A decade after the initial development of the NGI, Mark Copley of Copley Scientific considers its origins and its subsequent impact on the pharmaceutical industry

Cascade impaction data are used to validate the performance of every pharmaceutical inhaled product. Cascade impactor use within the pharmaceutical industry has therefore increased substantially in recent years as the sector has moved to exploit the pulmonary route for drug delivery. Towards the end of the last decade, a consortium of pharmaceutical companies was formed in order to develop an impactor specifically tailored to inhaler particle size characterisation. The result of this collaborative investment was the next generation pharmaceutical impactor (NGI).

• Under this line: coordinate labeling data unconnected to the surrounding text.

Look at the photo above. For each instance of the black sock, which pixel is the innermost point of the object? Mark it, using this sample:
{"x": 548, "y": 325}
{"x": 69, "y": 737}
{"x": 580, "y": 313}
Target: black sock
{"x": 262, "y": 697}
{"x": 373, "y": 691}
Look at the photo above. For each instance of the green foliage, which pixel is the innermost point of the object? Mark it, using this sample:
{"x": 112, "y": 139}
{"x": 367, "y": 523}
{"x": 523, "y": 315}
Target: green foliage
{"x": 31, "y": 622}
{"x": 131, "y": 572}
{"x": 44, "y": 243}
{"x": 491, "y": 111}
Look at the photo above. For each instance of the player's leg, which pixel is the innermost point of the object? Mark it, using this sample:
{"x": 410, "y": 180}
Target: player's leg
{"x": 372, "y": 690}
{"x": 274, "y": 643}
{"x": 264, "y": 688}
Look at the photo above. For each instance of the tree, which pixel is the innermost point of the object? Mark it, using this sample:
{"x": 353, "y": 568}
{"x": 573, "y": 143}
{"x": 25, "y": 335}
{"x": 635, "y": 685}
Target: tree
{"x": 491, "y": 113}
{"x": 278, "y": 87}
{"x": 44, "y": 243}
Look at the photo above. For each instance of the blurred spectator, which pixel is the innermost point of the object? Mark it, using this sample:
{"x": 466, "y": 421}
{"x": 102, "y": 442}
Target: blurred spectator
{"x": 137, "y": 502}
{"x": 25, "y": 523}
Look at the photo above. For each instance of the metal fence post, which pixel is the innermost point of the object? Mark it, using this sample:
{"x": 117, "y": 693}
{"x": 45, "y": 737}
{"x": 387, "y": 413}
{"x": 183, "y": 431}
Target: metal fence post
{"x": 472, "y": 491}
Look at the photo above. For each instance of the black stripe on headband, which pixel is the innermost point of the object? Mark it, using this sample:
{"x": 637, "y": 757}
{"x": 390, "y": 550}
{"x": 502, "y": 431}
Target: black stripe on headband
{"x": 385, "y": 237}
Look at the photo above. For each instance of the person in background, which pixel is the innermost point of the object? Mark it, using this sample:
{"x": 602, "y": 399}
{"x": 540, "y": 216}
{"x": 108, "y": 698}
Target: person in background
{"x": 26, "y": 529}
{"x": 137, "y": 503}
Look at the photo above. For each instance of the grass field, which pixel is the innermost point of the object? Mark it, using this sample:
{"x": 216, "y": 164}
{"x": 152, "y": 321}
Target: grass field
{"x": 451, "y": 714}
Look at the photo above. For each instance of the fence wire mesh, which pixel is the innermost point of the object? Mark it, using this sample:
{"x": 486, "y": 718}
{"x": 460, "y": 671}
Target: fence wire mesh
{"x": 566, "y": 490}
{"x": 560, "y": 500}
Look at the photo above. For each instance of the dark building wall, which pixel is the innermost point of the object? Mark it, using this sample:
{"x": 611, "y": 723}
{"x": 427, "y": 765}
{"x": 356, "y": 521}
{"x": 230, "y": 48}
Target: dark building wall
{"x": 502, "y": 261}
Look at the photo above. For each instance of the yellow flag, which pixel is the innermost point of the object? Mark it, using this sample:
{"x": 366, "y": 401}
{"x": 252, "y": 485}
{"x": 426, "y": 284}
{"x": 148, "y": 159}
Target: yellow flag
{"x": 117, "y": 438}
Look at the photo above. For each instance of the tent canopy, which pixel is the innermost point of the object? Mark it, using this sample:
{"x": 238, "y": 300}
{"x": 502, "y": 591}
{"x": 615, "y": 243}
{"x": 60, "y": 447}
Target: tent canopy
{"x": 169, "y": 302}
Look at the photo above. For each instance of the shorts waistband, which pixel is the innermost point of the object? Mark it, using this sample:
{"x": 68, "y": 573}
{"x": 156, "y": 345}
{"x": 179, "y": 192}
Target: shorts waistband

Ten years after work began on the NGI, this article examines the criteria used in its development, the key design features of the instrument, and its calibration and performance. Alongside this, the important characteristics of the Andersen cascade impactor (ACI) – the other primary impactor specified in the US and European Pharmacopoeias for inhalation product testing – are also reviewed. Factors influencing the commercial use of both the ACI and NGI are considered.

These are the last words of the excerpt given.